The value of a company is equal to the cash it will create on behalf of its owners throughout its economic life.
If you accept that axiom as true, there are only three things which can affect the value of a firm:
- Revenue growth
- Investment level and efficacy
Analyzing these key valuation drivers and projecting best- and worst-case scenarios for each, we find Apple to be materially undervalued right now. Our valuation range, shown below, extends from $128 to $230.
Last week, we published a one-page Tear Sheet detailing a “bond replacement” option investment in Apple. This week, we published a more detailed report that included the three things an Apple owner should know. Here is an overview of our valuation analysis.
As we cover in our training sessions, revenues are the factor to which the best directional investors pay closest attention. And with nearly three-fourths of its 2015 revenues coming from the iPhone line, Apple’s position in the smartphone market is the critical revenue driver. Long story short, Apple needs to make sure that its iPhone releases are big wins. That process involves two things:
- Convincing current iPhone owners to trade up to the newest model (i.e., maintaining the line’s installed base)
- Convincing current owners of competitor handsets to make a switch (i.e., boosting market share)
In developed economies, Apple increases client “stickiness” and maintains its installed base partially through its services like iTunes, which run seamlessly over multiple devices. Considering the smartphone saturation level in developed markets and barring some catastrophic error in Apple’s product offering, we believe its future revenues in the developed world will be stable but slow-growing.
In emerging economies, many users participate in the digital world using only a single device, making cross-platform switching is much easier. Most smartphone purchase decisions are made by users answering the question “What is the highest functioning device I can afford?” Because Apple prices its products at a premium and because its products are no longer always the highest functioning ones, we think that growth in emerging markets is likely to be difficult for Apple.
Taken together, we estimate an average annual near-term revenue growth of 9% in the best case and 1% in the worst case.
Our preferred profitability metric is one that I introduce in my book, called Owners’ Cash Profits (OCP). This measure is similar to what Buffett has called “Shareholder Earnings.”
Due to the maturity of the industry and the competitive dynamics in both developed and emerging markets, we believe Apple’s profitability has already reached its peak and is now more likely to weaken. Like most firms, Apple can try to drive faster revenue growth by dropping prices. While we think this scenario is unlikely, our worst-case profitability projection reflects this dynamic.

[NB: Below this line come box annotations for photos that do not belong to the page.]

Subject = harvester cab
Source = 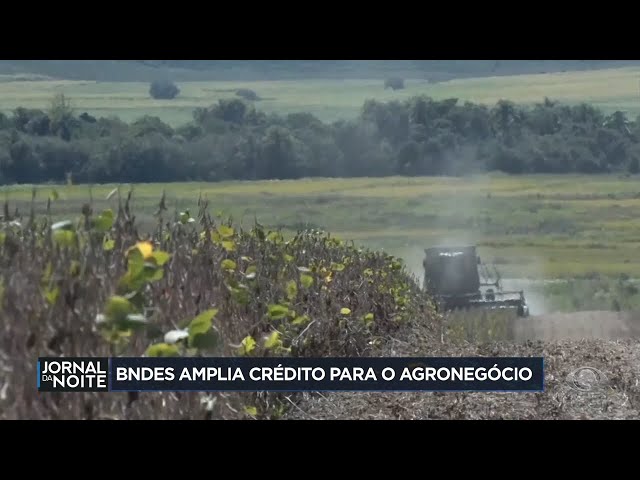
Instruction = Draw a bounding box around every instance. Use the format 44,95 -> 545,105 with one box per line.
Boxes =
423,246 -> 529,317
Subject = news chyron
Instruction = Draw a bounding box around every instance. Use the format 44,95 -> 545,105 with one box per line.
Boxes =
38,357 -> 109,392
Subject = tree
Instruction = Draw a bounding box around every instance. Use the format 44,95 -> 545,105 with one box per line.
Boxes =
149,80 -> 180,100
384,77 -> 404,90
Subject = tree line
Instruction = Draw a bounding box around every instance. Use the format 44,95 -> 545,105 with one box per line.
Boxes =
0,95 -> 640,184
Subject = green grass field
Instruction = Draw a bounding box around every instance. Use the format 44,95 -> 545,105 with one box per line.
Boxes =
0,68 -> 640,125
5,175 -> 640,279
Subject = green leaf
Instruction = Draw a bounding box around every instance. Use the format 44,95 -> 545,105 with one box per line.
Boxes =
189,308 -> 218,335
291,315 -> 309,325
44,287 -> 60,305
92,209 -> 114,232
69,260 -> 80,277
238,335 -> 256,355
51,220 -> 73,232
222,240 -> 236,252
267,305 -> 289,320
180,210 -> 192,225
228,284 -> 250,305
264,331 -> 282,350
105,295 -> 133,323
53,230 -> 77,247
151,250 -> 171,267
189,328 -> 219,350
267,232 -> 284,243
244,265 -> 257,280
221,258 -> 236,272
119,313 -> 149,330
145,343 -> 180,357
164,330 -> 189,344
300,274 -> 313,288
244,407 -> 258,417
287,280 -> 298,301
216,225 -> 234,238
188,308 -> 218,348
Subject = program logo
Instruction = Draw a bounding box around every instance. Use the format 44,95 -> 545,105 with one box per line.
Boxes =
38,358 -> 109,392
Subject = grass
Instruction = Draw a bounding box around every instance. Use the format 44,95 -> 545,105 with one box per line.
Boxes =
0,68 -> 640,125
0,175 -> 640,279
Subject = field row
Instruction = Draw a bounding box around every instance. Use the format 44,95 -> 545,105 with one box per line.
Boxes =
0,175 -> 640,278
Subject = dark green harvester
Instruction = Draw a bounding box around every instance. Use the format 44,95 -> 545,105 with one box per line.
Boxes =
423,246 -> 529,317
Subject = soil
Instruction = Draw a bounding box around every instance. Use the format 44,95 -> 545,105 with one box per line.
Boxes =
288,312 -> 640,420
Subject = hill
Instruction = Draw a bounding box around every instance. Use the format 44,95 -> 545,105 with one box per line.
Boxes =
0,60 -> 640,82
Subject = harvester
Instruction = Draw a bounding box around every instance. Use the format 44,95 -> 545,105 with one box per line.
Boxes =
423,246 -> 529,317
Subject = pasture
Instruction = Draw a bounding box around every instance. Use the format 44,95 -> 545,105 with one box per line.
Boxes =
0,68 -> 640,126
5,174 -> 640,279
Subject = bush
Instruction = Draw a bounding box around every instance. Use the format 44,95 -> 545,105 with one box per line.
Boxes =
384,77 -> 404,90
236,88 -> 261,102
0,199 -> 437,419
149,80 -> 180,100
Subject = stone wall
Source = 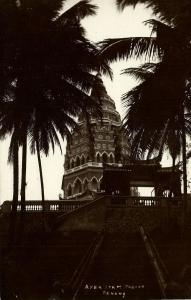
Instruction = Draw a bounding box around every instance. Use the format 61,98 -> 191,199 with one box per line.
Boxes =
57,197 -> 106,232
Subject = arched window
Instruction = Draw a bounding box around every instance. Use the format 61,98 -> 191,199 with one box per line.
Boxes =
109,154 -> 114,164
74,179 -> 82,194
102,153 -> 107,163
84,179 -> 88,191
70,159 -> 74,169
97,153 -> 101,163
81,155 -> 85,165
91,177 -> 98,191
76,156 -> 80,167
67,184 -> 72,197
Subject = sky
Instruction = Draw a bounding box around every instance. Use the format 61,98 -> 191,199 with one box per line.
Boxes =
0,0 -> 164,203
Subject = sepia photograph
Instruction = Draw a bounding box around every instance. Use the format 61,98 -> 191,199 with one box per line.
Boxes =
0,0 -> 191,300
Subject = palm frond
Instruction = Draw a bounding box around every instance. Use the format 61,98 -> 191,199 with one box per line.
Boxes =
57,0 -> 97,23
98,37 -> 163,62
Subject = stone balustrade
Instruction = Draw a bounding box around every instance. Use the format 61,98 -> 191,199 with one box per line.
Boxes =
1,195 -> 183,213
1,200 -> 90,213
107,195 -> 183,207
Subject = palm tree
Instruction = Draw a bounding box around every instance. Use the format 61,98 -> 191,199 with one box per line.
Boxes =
0,0 -> 111,241
100,15 -> 191,210
122,63 -> 191,195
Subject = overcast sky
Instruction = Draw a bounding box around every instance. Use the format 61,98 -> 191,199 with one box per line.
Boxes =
0,0 -> 157,203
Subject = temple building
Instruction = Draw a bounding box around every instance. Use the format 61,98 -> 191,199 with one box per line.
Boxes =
62,81 -> 130,199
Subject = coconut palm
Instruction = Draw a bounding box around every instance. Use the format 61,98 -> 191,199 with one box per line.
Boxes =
100,20 -> 191,209
122,63 -> 191,186
0,0 -> 111,241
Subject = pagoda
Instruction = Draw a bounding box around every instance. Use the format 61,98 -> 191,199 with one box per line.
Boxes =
62,79 -> 130,199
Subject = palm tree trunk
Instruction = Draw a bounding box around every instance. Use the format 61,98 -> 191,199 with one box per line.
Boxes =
181,104 -> 187,214
157,119 -> 170,162
36,139 -> 46,231
9,139 -> 19,245
18,134 -> 27,243
21,136 -> 27,212
85,111 -> 95,161
36,140 -> 45,212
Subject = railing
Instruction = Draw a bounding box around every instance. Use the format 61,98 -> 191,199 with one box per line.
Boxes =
1,200 -> 90,213
108,195 -> 182,207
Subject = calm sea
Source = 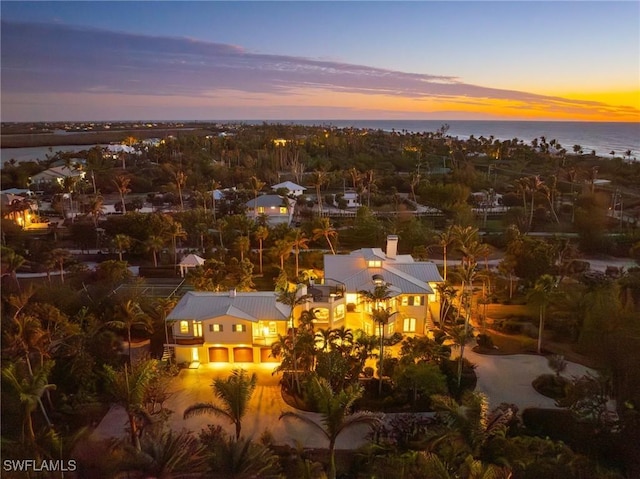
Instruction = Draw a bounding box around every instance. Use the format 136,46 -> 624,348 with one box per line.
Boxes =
0,120 -> 640,164
270,120 -> 640,159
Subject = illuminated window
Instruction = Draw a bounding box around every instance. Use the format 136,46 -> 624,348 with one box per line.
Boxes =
193,321 -> 202,338
410,296 -> 424,306
403,318 -> 416,333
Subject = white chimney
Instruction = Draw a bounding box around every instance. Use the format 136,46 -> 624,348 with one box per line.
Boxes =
387,235 -> 398,259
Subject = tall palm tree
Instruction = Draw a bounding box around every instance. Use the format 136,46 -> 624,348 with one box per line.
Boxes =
358,283 -> 397,394
88,195 -> 104,229
2,361 -> 56,449
437,225 -> 455,281
253,226 -> 269,274
0,246 -> 26,291
113,175 -> 131,215
105,299 -> 152,362
280,378 -> 380,479
49,248 -> 71,283
311,170 -> 327,216
183,369 -> 258,441
167,216 -> 187,266
234,235 -> 251,261
173,170 -> 187,211
113,234 -> 132,261
249,176 -> 266,219
529,274 -> 556,354
273,238 -> 293,271
313,218 -> 338,254
144,235 -> 164,268
291,228 -> 309,277
104,359 -> 158,451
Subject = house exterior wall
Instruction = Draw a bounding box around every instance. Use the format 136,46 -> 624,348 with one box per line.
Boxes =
172,315 -> 287,364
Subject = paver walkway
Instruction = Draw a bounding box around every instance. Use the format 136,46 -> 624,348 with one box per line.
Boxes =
92,348 -> 589,449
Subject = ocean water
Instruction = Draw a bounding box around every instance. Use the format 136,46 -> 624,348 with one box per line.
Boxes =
0,120 -> 640,165
270,120 -> 640,160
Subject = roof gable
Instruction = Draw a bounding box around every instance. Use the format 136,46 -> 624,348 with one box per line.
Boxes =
167,291 -> 290,322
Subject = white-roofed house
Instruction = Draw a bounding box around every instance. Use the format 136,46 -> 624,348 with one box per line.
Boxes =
271,181 -> 307,196
179,254 -> 205,278
316,235 -> 443,336
245,195 -> 296,226
167,290 -> 291,364
31,165 -> 86,187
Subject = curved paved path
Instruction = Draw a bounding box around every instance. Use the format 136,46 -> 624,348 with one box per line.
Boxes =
92,348 -> 600,449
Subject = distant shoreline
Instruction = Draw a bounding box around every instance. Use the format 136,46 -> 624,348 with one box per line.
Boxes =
0,127 -> 215,148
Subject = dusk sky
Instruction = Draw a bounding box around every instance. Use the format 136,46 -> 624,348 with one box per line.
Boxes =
0,0 -> 640,121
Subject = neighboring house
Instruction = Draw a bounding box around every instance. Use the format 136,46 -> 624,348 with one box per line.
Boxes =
316,235 -> 443,336
0,192 -> 39,229
245,195 -> 296,226
179,254 -> 204,278
271,181 -> 307,197
333,190 -> 362,208
31,166 -> 86,186
167,290 -> 290,363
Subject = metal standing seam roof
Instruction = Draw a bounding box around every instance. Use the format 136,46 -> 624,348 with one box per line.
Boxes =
245,195 -> 289,208
324,248 -> 443,294
167,291 -> 290,322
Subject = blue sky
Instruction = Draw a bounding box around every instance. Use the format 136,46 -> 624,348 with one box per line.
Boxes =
0,1 -> 640,121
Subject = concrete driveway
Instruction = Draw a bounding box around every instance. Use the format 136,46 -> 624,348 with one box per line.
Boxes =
92,354 -> 590,449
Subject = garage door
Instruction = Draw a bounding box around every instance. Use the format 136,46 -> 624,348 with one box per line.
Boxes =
233,348 -> 253,363
260,348 -> 280,363
209,348 -> 229,363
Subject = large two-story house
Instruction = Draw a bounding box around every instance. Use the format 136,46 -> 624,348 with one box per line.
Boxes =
167,290 -> 291,363
309,235 -> 443,336
245,195 -> 296,226
167,236 -> 443,363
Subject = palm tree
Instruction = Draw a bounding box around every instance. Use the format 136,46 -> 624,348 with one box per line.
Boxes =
105,299 -> 152,362
528,274 -> 556,354
167,216 -> 187,265
249,176 -> 266,219
438,225 -> 455,281
280,378 -> 380,479
183,369 -> 258,441
49,248 -> 71,283
104,359 -> 158,451
253,226 -> 269,274
311,170 -> 327,216
273,238 -> 293,271
0,246 -> 26,291
313,218 -> 338,254
173,170 -> 187,211
358,283 -> 397,394
88,195 -> 104,229
144,235 -> 164,268
113,175 -> 131,215
291,228 -> 309,277
113,234 -> 132,261
234,235 -> 251,261
2,361 -> 56,448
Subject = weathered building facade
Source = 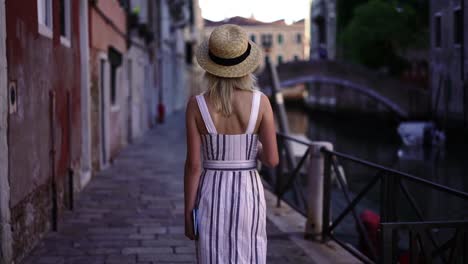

Investment Level and Efficacy
Apple designs and markets phones, but because it outsources production, so it has only had to invest a median of 7% of OCP on investment projects over the last 10 years. We believe, and management has stated, that it is likely to make larger investments in the coming years. We forecast Apple’s investment level at 15-20% of its OCP, which implies a Free Cash Flow to Owners (FCFO) margin of between 16% and 22%.
Investment efficacy — the factor that influences how fast profits will grow in the future — has been phenomenal, thanks to Apple’s game-changing advances in portable digital time-wasting technology (i.e., iPod, iPad, and iPhone, successively). Apple now must try to effectively invest its considerable cash hoard and this is an area about which we are circumspect.
While Apple lovers believe the next big advance is hiding just within the product pipeline, we think the chances for an iPhone-magnitude hit are slim to none. As such, we forecast medium-term (i.e., years 6-10 of our model) cash flow growth of 3% (worst-case) and 7% (best-case).
Combined, our best- and worst-case scenarios for the three valuation drivers generate our fair value range of between $128 to $230 per share. This value also includes a tax-adjusted measure of its net cash position (cash and investments less debt) of roughly $80 billion.
Haters may hate, but Apple is still worth more than what it is trading for today.